Mitochondrial bioenergetics: coupling of transport to tubular mitochondrial metabolism

Yong-Yao W Cheng  1 Chih-Jen Cheng  1   2
Affiliations
Review

Mitochondrial bioenergetics: coupling of transport to tubular mitochondrial metabolism

Yong-Yao W Cheng et al. Curr Opin Nephrol Hypertens. .

Abstract

Purpose of review: Renal tubules have robust active transport and mitochondrial metabolism, which are functionally coupled to maintain energy homeostasis. Here, I review the current literature and our recent efforts to examine mitochondrial adaptation to different transport activities in renal tubules.

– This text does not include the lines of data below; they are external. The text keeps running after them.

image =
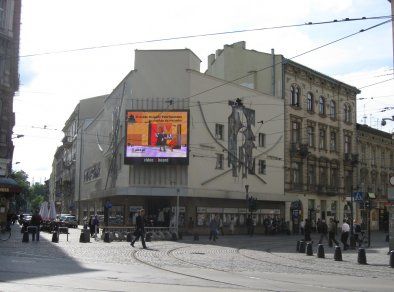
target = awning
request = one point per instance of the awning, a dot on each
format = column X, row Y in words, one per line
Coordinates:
column 9, row 186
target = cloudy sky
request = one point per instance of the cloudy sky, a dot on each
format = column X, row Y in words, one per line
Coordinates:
column 54, row 76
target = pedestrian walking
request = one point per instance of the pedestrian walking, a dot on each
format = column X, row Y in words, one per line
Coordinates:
column 213, row 227
column 302, row 227
column 140, row 229
column 345, row 234
column 36, row 221
column 323, row 230
column 232, row 225
column 331, row 232
column 307, row 230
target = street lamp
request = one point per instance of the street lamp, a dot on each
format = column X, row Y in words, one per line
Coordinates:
column 383, row 123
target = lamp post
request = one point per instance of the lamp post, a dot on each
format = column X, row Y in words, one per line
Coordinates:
column 247, row 196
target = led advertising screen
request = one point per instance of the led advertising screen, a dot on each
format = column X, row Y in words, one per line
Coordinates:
column 157, row 137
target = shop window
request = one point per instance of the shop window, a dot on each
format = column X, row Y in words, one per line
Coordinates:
column 116, row 215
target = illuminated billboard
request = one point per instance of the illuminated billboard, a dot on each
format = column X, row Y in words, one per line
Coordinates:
column 157, row 137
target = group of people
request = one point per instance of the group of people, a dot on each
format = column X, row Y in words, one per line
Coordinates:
column 328, row 231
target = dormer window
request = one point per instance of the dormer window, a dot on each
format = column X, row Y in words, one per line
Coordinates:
column 295, row 95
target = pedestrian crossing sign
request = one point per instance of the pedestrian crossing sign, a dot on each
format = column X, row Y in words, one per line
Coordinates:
column 358, row 196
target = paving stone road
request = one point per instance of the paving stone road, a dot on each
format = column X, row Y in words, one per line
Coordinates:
column 243, row 263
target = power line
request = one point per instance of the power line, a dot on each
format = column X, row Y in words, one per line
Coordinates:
column 296, row 56
column 206, row 35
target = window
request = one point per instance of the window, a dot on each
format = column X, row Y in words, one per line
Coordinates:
column 261, row 140
column 347, row 113
column 334, row 177
column 322, row 105
column 262, row 167
column 295, row 95
column 2, row 13
column 311, row 136
column 348, row 144
column 333, row 110
column 311, row 175
column 333, row 141
column 323, row 175
column 295, row 132
column 363, row 152
column 322, row 139
column 309, row 102
column 219, row 161
column 373, row 156
column 219, row 131
column 296, row 173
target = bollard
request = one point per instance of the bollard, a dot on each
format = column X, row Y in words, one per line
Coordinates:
column 302, row 247
column 320, row 251
column 362, row 257
column 309, row 249
column 55, row 237
column 106, row 237
column 338, row 253
column 25, row 237
column 82, row 237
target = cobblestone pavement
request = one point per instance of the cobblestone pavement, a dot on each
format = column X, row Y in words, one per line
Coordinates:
column 263, row 263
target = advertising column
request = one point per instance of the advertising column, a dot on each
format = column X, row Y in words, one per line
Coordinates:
column 390, row 198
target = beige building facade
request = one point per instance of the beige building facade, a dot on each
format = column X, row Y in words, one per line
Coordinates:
column 319, row 119
column 375, row 167
column 217, row 178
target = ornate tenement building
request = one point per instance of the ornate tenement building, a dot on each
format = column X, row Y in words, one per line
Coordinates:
column 319, row 127
column 376, row 166
column 10, row 13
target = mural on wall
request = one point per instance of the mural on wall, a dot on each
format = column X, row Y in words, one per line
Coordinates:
column 240, row 122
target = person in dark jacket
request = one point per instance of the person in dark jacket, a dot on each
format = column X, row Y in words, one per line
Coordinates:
column 140, row 229
column 308, row 230
column 323, row 230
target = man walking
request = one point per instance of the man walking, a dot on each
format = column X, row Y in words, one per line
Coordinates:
column 323, row 230
column 345, row 234
column 140, row 229
column 331, row 233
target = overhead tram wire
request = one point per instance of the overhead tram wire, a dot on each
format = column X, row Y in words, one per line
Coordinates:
column 206, row 35
column 291, row 58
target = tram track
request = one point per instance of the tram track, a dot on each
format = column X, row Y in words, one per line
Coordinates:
column 230, row 285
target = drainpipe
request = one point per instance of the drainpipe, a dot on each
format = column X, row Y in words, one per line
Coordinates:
column 273, row 72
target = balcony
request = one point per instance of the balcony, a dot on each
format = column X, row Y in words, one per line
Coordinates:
column 299, row 150
column 321, row 189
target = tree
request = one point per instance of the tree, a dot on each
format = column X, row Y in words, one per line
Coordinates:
column 21, row 200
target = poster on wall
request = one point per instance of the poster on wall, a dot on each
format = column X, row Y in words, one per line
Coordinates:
column 157, row 137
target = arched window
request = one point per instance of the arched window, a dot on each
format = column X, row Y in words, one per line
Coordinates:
column 322, row 105
column 295, row 95
column 309, row 102
column 347, row 113
column 333, row 109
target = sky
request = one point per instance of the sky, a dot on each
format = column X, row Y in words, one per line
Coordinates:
column 53, row 81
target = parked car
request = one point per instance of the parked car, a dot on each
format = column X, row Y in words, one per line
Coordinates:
column 69, row 221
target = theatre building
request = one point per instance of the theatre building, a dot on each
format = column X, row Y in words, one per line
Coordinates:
column 170, row 135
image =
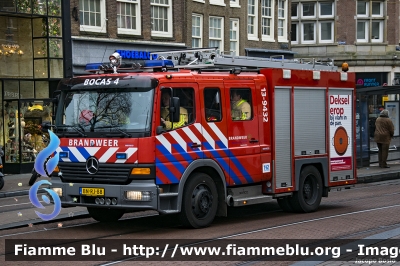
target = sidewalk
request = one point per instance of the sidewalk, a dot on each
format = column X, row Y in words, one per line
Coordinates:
column 17, row 185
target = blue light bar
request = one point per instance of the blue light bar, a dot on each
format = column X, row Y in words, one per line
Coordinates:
column 93, row 67
column 158, row 63
column 64, row 154
column 121, row 155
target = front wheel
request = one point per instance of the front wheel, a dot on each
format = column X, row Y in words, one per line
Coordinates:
column 199, row 202
column 308, row 198
column 105, row 215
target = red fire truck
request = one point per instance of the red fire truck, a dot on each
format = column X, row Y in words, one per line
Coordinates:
column 231, row 131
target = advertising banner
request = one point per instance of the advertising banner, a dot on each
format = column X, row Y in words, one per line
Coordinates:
column 340, row 128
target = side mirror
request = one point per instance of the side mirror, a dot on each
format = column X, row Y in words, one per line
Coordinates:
column 45, row 126
column 56, row 97
column 159, row 130
column 175, row 109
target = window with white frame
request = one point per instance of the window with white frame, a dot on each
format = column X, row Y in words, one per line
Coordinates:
column 92, row 15
column 295, row 10
column 216, row 33
column 267, row 20
column 161, row 18
column 197, row 31
column 234, row 3
column 252, row 19
column 294, row 34
column 312, row 22
column 370, row 21
column 282, row 20
column 128, row 17
column 234, row 36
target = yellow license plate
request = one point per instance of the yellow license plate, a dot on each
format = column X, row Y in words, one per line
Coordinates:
column 92, row 191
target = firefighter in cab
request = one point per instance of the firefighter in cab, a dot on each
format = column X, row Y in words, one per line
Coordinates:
column 240, row 108
column 165, row 117
column 345, row 67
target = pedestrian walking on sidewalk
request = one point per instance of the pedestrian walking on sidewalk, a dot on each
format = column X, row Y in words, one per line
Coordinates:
column 384, row 130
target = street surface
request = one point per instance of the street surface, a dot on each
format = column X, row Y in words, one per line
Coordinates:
column 367, row 210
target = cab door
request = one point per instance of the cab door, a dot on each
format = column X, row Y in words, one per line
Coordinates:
column 213, row 124
column 178, row 147
column 243, row 133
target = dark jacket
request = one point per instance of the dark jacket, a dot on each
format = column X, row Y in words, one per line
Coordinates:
column 384, row 128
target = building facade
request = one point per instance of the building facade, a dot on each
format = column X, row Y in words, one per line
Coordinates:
column 364, row 34
column 32, row 50
column 239, row 27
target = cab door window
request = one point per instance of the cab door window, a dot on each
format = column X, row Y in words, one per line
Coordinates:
column 212, row 103
column 187, row 108
column 241, row 105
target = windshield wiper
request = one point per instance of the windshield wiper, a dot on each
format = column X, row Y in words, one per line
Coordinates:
column 81, row 133
column 119, row 130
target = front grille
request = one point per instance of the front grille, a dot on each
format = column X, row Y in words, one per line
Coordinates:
column 107, row 173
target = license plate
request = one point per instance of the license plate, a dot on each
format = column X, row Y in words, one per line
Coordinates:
column 92, row 191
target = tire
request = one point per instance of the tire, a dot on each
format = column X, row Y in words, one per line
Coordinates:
column 308, row 197
column 33, row 178
column 105, row 215
column 199, row 202
column 285, row 205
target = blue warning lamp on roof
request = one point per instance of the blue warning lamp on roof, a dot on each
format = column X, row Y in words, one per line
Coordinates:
column 115, row 65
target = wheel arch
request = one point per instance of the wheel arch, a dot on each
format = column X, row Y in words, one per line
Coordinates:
column 320, row 163
column 211, row 168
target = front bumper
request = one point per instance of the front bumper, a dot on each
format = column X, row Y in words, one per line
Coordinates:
column 72, row 197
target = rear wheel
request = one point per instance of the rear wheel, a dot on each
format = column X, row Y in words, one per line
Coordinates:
column 308, row 198
column 105, row 215
column 199, row 202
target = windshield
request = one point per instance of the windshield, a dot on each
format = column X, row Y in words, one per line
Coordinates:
column 108, row 110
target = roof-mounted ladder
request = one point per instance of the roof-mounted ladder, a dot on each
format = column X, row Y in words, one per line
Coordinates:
column 211, row 57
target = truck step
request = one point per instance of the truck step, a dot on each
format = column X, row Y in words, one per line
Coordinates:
column 168, row 194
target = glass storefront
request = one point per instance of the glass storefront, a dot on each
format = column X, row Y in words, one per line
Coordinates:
column 31, row 64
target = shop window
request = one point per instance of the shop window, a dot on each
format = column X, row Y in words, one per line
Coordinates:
column 11, row 130
column 241, row 104
column 40, row 67
column 27, row 89
column 42, row 89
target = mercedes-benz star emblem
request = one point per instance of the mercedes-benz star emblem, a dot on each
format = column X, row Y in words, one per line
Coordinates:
column 92, row 165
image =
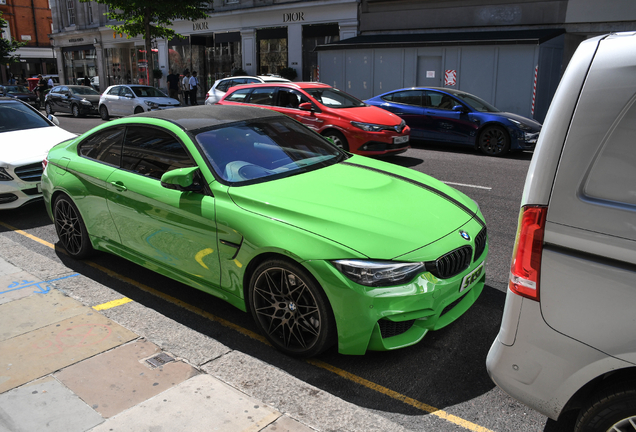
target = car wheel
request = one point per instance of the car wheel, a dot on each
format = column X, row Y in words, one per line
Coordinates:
column 70, row 228
column 494, row 141
column 337, row 138
column 291, row 309
column 103, row 112
column 613, row 409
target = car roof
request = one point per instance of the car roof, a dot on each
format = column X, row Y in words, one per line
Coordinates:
column 202, row 116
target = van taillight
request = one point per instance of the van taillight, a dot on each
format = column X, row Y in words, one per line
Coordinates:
column 526, row 257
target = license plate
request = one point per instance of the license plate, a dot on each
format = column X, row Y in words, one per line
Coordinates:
column 471, row 277
column 401, row 140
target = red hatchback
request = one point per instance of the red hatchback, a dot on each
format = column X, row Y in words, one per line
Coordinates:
column 347, row 121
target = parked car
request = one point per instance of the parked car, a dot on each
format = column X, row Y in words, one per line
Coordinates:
column 453, row 116
column 21, row 93
column 25, row 138
column 249, row 205
column 567, row 341
column 127, row 99
column 75, row 99
column 220, row 86
column 347, row 121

Recent findings: The advance of extracellular flux analysis (EFA) allows real-time assessments of mitochondrial respiration, glycolysis, and oxidation of energy substrates. We applied EFA assays to freshly isolated mouse proximal tubules, thick ascending limbs (TALs), and distal convoluted tubules (DCTs) and successfully differentiated their unique metabolic features. We found that TALs and DCTs adjusted their mitochondrial bioenergetics and biogenesis in response to acute and chronic alterations of transport activity. Based on the literature and our recent findings, I discuss working models and mechanisms underlying acute and chronic tubular adaptations to transport activity. The potential roles of peroxisome proliferator-activated receptor-γ coactivator 1α (PGC-1α), AMP-activated protein kinase (AMPK), and uncoupling protein 2 (UCP2) are discussed.

Summary: Mitochondria in renal tubules are highly plastic to accommodate different transport activities. Understanding the mechanisms may improve the treatment of renal tubulopathies.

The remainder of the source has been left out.